Nun schiebt die herrschende Politik den anderen die Schuld in die Schuhe - sie können nicht haushalten, sind nicht so produktiv wie wir ... Dabei zeigt sich, diese Produktivität ist nicht in erster Linie eine deutsche Tugend: Deutschland ist Weltmeister im Lohndumping! Seit dem Jahr 2000 sind die Reallöhne hier insgesamt um 4,5% gesunken, was Steigerungen in einzelnen Branchen nicht ausschließt. Schwache Gewerkschaften und die Agenda 2010 haben an diesem Lohndumping entscheidenden Anteil. So wurden durch eine radikale Umverteilung von unten nach oben die sozialen Unterschiede immer größer mit gravierenden Folgen. Stichworte wie Bildungsnotstand, Kinderarmut, soziale Kälte seien hier nur beispielhaft genannt.

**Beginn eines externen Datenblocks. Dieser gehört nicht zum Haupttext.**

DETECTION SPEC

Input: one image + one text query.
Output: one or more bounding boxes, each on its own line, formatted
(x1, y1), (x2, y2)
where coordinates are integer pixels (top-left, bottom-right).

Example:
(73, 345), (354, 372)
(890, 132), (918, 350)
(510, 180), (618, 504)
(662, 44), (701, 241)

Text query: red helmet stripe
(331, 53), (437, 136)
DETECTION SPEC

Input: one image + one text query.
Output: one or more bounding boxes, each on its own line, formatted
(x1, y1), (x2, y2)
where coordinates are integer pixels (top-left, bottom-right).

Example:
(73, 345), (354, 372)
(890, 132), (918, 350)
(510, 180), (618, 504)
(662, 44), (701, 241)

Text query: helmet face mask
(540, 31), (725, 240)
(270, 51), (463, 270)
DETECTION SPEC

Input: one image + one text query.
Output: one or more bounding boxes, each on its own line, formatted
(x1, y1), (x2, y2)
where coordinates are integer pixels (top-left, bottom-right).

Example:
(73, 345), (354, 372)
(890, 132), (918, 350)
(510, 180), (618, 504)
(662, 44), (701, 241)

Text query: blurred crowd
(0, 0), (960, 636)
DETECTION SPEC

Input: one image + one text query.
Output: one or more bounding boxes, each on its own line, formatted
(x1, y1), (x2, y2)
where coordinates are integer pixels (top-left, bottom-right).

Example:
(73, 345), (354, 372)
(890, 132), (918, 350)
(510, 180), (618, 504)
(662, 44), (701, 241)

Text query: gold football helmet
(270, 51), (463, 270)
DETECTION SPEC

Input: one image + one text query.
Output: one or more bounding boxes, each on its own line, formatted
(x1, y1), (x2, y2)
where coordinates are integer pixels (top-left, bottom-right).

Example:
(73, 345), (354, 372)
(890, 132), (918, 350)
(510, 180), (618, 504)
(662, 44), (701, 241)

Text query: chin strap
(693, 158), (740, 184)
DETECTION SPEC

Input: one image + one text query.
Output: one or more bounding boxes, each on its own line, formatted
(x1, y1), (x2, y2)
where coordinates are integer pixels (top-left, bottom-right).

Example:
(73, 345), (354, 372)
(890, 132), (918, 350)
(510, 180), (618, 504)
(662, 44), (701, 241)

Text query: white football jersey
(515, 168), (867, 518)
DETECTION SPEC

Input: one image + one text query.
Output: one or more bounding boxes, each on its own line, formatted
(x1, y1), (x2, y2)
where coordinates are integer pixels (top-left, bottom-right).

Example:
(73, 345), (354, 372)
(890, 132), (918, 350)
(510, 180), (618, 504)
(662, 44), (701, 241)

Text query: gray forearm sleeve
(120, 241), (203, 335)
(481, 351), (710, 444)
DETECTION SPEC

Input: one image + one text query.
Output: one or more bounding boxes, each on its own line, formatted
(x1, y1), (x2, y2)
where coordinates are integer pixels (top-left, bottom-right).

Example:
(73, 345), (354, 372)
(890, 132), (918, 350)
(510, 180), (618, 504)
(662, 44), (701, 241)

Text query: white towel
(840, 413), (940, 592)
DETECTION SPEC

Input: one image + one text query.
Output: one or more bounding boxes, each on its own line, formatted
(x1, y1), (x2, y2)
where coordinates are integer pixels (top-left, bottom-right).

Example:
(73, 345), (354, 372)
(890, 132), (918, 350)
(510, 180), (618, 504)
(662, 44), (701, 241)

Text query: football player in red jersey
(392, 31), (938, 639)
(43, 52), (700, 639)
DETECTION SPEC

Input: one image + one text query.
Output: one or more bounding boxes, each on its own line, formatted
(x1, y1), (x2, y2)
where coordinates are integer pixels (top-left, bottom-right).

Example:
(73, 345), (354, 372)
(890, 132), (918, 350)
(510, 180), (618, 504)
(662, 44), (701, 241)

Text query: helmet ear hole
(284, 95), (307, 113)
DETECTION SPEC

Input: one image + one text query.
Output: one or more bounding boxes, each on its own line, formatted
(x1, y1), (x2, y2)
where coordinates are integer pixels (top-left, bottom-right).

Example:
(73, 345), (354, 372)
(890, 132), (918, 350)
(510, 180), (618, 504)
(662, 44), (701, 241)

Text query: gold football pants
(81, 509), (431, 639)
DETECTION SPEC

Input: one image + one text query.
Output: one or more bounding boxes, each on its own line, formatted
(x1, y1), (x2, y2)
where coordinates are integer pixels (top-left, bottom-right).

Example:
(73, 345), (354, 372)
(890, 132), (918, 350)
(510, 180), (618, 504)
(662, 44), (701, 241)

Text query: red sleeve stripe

Damit dieser Umverteilung Einhalt geboten wird, fordert Die LINKE seit Jahren höhere Löhne und eine Stärkung der Innennachfrage. Das ist auch eine Kernforderung zur Lösung der gegenwärtigen Krisen. Aber das ist nicht das "Geschäftsmodell" der Regierenden, wie der Referent aus den Bundestagsberatungen weiß...

Da die Reichen ihr Geld zunehmend, statt in die reale Wirtschaft zu investieren, den Banken gaben, erfanden diese "Finanzprodukte", mit denen es sich trefflich spekulieren ließ. Man versuchte, aus Geld Geld zu machen, was eine Zeitlang scheinbar gelingt, aber regelmäßig als Illusionsblase platzt. Die Politik schaut dann gebannt auf diese Alchemie, denn sie braucht viel Geld, bis sie wieder feststellt, dass die ihnen anvertrauten Bürger wieder mal den Schaden bezahlen müssen, der von Mal zu Mal größer wird. Das Geld der Reichen bleibt dabei unangetastet...

Deshalb eine zweite Kernforderung der LINKEN: Öffentlich-rechtliche Kontrolle der Banken, deren Aufgabe die Kreditvergabe anstatt der Finanzspekulation sein muss. Das ist aber nur bei Änderung der Eigentumsverhältnisse möglich - und die sind derzeit nicht gewollt. Hierzu fehlt (noch?!) der politische Mehrheitswille, auch wenn die "Occupy"-Bewegung Ansätze dazu erkennen lässt.

Aber es gäbe auch jetzt schon reale Möglichkeiten, die die LINKE zur Überbrückung der Staatsverschuldung vorschlägt: Anstelle der Privatbanken, die bisher die Staatsschulden (mit dem Geld der Reichen, auch aus der Umverteilung!) finanzieren, sollte die Europäische Zentralbank (EZB) Direktkredite zu festen Konditionen vergeben. Damit wären zumindest die zockenden Privatbanken, die sich für 1,5% Geld bei der EZB leihen, um es mit 7-17% an z.B. Griechenland weiterzugeben, aussen vor. Auch die Ratingagenturen könnten dann hier keinen Schaden mehr anrichten. Aber auch hier: das ist nicht das "Geschäftsmodell" und deshalb nicht gewollt.

Die Frage ist nur: wie lange ertragen die Bürgern noch so ein "Geschäftsmodell"?